Silver vs Gold
Silver bugs believe that, like gold, silver is money. They also
believe that the silver price is going to vastly outperform the gold
price because of silver's supply shortage. But silver is not money;
it's a commodity whose price is far more dependent on industrial
demand than on anything else. However, because the silver market is
so small, it is entirely possible for silver investors to create
their own self-fulfilling prophecy. You need to be nimble, and
remember to sell, to take advantage of such an increase in the silver
Annual mine production of gold is about 80 million ounces while
annual mine production of silver is roughly 600 million ounces, yet
gold mining revenues are eight times more than revenues from silver
mining at current metal prices.
Why is gold expensive and silver less so? Because gold is money and
silver is primarily an industrial commodity. Even though silver has,
from time to time, been used as money, its chemical and physical
properties make it less desirable than gold as a monetary asset.
Among other things, silver oxidizes readily, and it is far more
abundant than gold.
Annual fabrication demand for silver is well in excess of eight
hundred million ounces a year, of which roughly forty percent is used
for industrial applications, just over twenty percent for
photography, thirty percent for jewelry, and the rest (less than five
percent) for coins and medals.
Because annual fabrication demand exceeds annual mine supply, silver
investors believe much higher prices are in store. However, since
industrial applications and photography account for roughly two
thirds of annual silver consumption, fabrication demand plays a key
role in the silver market. The silver price is thus very dependent on
changes in annual fabrication demand. As a result, continued economic
growth in North America and the rest of the world should help the
silver price remain strong and perhaps move up, whereas an economic
downturn could be quite detrimental to the silver price.

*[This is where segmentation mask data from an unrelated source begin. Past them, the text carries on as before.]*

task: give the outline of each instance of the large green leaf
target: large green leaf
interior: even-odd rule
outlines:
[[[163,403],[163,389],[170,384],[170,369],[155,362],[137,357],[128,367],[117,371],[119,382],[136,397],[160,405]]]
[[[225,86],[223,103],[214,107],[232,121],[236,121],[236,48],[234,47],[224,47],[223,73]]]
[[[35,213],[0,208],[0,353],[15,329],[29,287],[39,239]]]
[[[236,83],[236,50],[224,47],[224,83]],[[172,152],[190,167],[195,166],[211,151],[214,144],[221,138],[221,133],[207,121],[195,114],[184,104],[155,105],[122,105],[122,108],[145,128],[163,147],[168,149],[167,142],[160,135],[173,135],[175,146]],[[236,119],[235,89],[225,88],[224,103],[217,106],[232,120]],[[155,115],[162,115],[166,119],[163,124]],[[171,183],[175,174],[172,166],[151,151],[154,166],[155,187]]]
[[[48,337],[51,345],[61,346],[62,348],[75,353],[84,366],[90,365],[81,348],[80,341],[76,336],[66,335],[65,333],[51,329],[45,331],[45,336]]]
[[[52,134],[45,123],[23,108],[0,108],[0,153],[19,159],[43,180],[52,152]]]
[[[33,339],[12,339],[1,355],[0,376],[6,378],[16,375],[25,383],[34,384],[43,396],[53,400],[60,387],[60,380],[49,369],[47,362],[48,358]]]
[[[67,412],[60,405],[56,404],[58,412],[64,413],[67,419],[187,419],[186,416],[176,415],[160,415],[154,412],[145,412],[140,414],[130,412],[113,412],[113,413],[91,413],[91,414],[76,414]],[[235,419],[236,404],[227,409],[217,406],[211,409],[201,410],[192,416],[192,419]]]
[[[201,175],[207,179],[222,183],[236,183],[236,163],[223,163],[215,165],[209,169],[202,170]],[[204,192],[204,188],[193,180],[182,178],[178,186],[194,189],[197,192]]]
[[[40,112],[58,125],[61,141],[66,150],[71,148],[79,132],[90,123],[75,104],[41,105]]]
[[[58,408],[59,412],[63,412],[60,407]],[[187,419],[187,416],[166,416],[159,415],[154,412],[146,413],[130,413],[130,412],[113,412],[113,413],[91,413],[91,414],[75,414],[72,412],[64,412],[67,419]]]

If we look at gold and silver in US dollars, then the relative
strength in the dollar since the early Nineties should have had the
same effect on both metals if they were priced as money, and their
charts should look the same. But they don't.
Silver actually performed much better than gold during the Nineties
because demand for silver supported its price during the high-tech
boom in the latter part of the decade. When the tech boom went bust,
silver suffered, and its price barely budged from 2001 to 2003 while
the gold price rallied strongly. Since 2003, gold and silver prices
have moved more or less in tandem, and that is a result of the
weakening US dollar. However, if we see a change in the economic
climate, the correlation between the two metals' prices can easily
break down again.
The amount of silver typically used in any given application usually
represents a very small component of the overall manufacturing cost.

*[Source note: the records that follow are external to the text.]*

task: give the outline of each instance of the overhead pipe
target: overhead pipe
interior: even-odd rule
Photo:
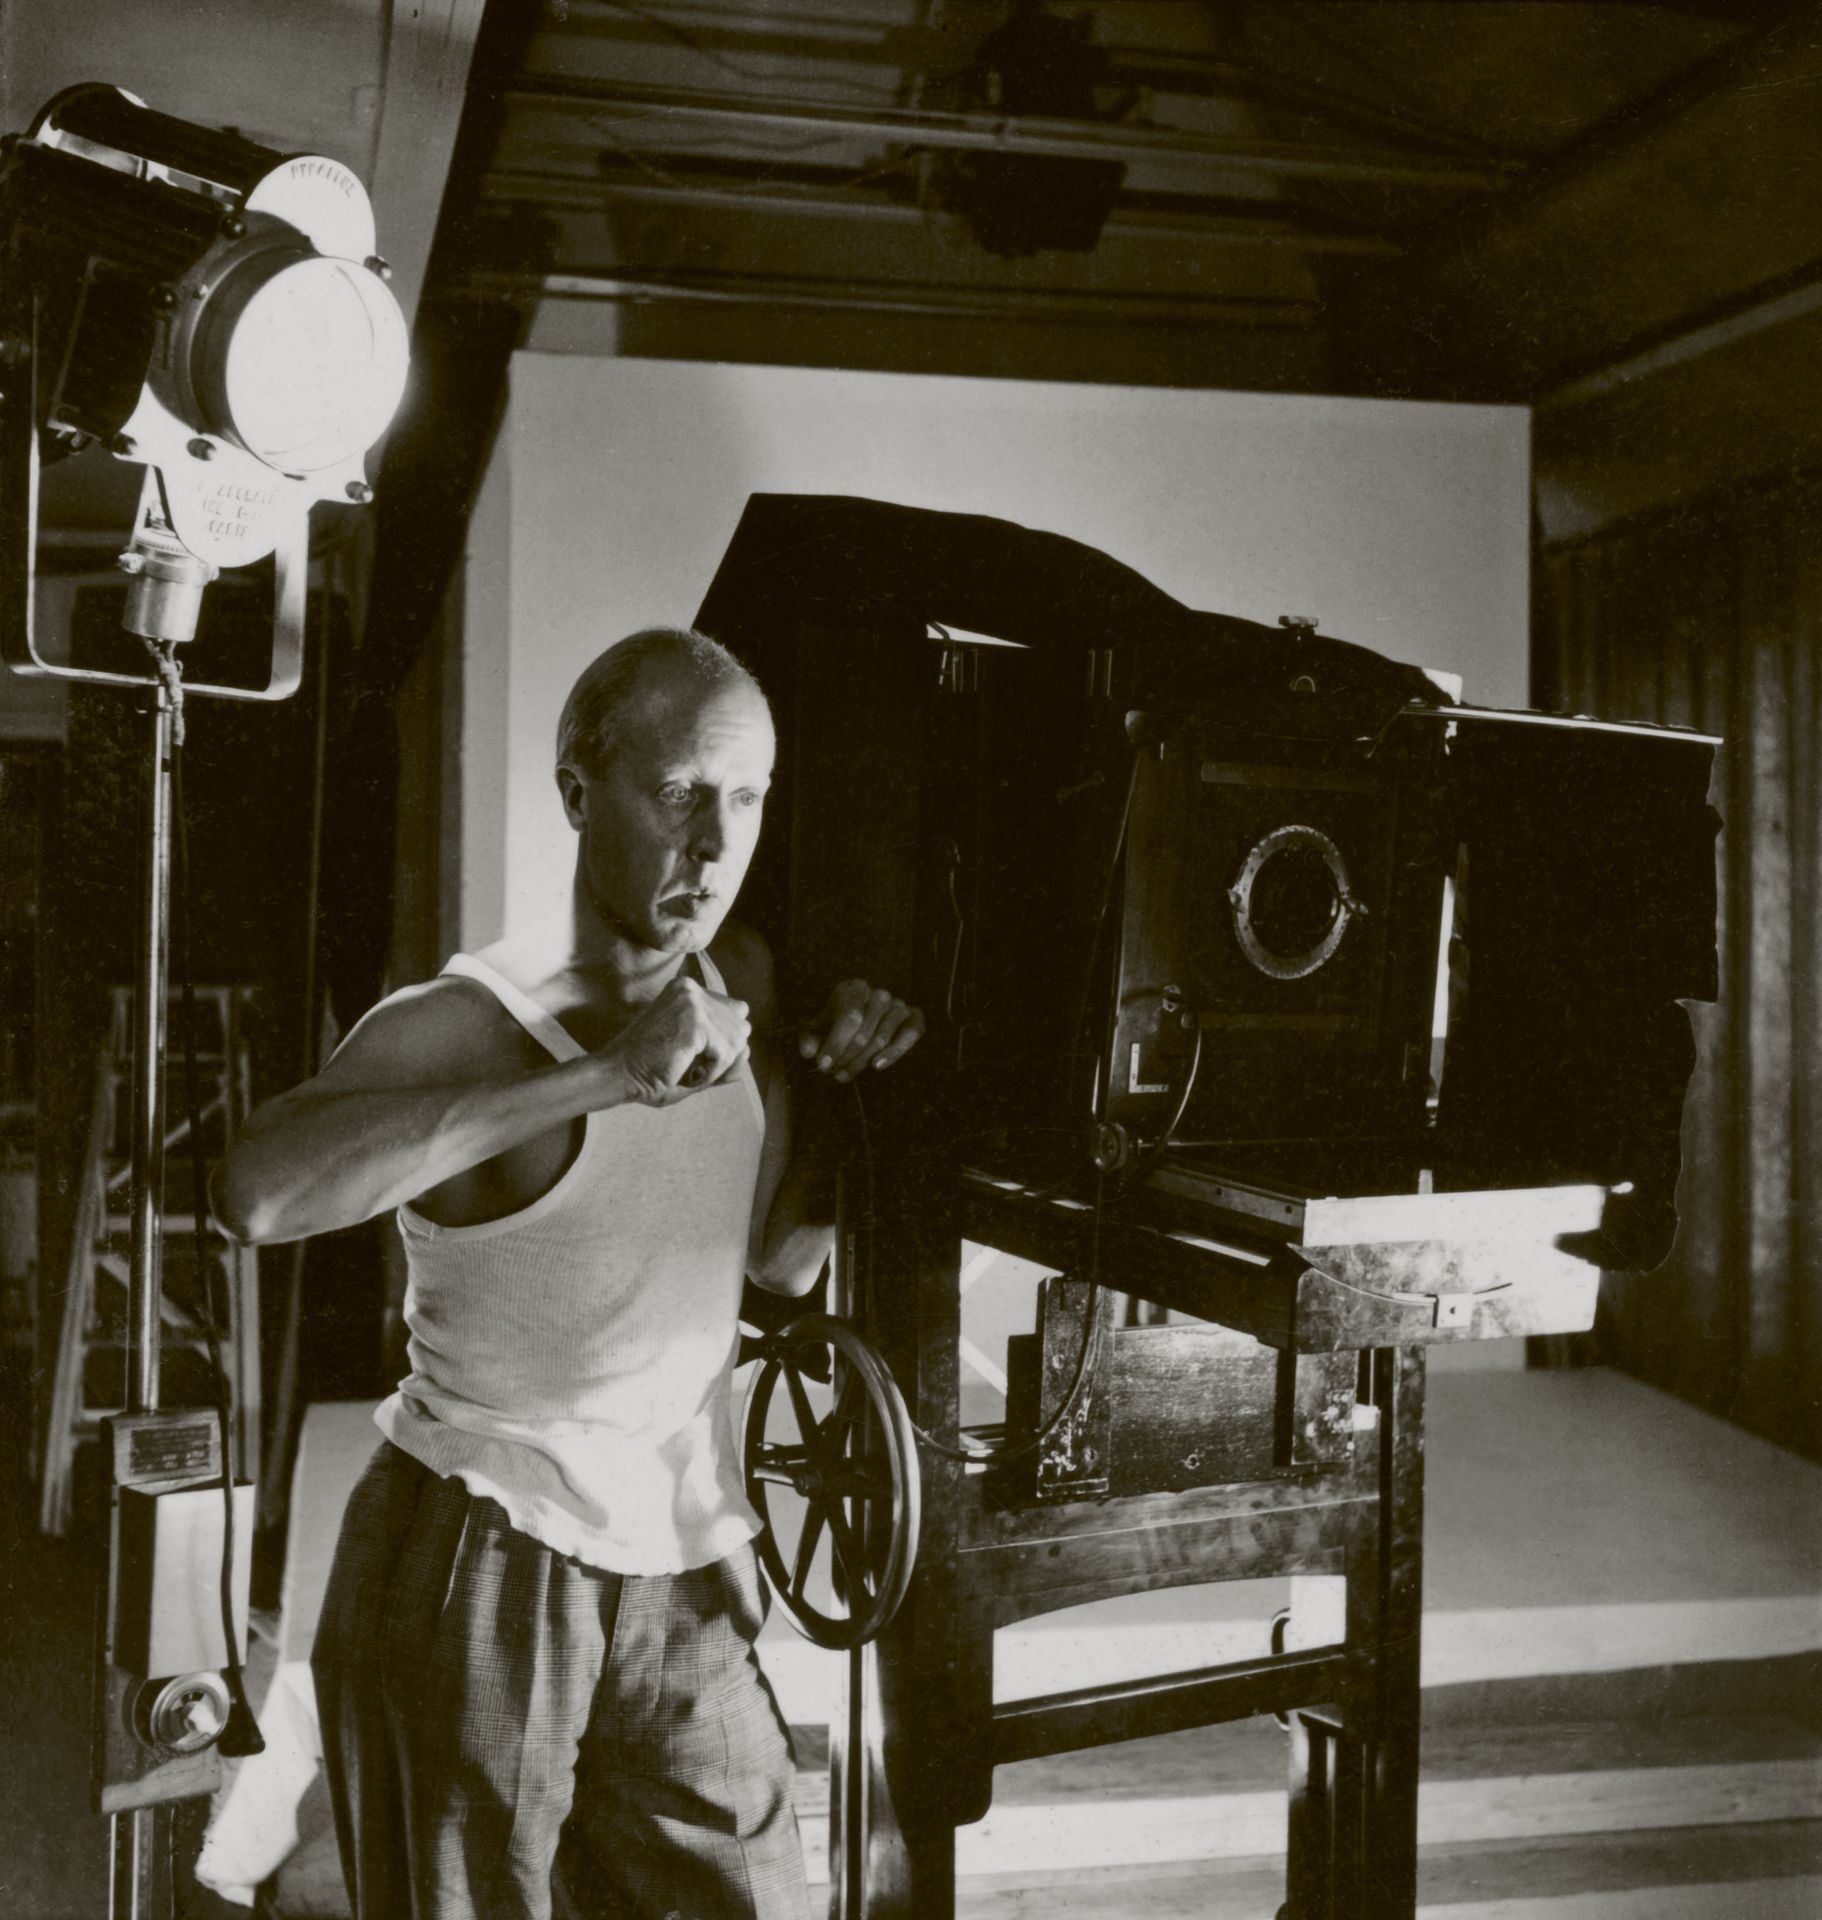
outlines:
[[[1380,186],[1453,187],[1490,192],[1523,176],[1523,162],[1469,160],[1382,147],[1318,147],[1301,141],[1237,139],[1187,127],[1125,121],[1059,120],[1037,114],[938,112],[927,107],[852,107],[822,100],[761,99],[694,87],[633,86],[526,76],[508,100],[585,107],[628,115],[665,115],[719,127],[780,127],[854,133],[908,147],[1017,154],[1056,160],[1194,161],[1232,173],[1277,179],[1356,180]]]
[[[1029,317],[1119,326],[1193,327],[1210,322],[1291,330],[1314,323],[1322,303],[1296,297],[1206,294],[1118,294],[1070,287],[962,288],[885,281],[776,279],[762,275],[690,275],[639,267],[596,272],[496,273],[463,276],[449,289],[456,299],[689,300],[723,306],[807,307],[848,313],[937,315],[948,319]]]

Therefore the demand for silver from both industrial applications and
photography is very inelastic, meaning that if silver's price
increases, demand does not decrease.
At the same time, because the silver market is such a small market in
dollar terms, a relatively small amount of investment demand can
cause the price to spike dramatically. And because fabrication demand
is inelastic, fabrication demand will not decline due to the price
So speculators buying silver in anticipation of a move upwards can
easily create a self-fulfilling prophecy, causing the silver price to
soar. But when they want to sell their metal to take profits, the
same lack of liquidity that drove the price up will drive it right
back down again.
This combination of a small illiquid market, inelastic demand and
feverishly bullish investors could cause the silver price to
outperform the gold price at some point. However, you must be wary of
an ensuing collapse and remember to sell. Silver's day in the sun
might be very short-lived.
Still, there is no guarantee that the silver market will enjoy the
benefit of such a self-fulfilling prophecy. Judging by the silver
price since 1990 in relation to what we know was going on in the
world, it is entirely possible that silver will suffer along with
other base metals and commodities during an economic downturn.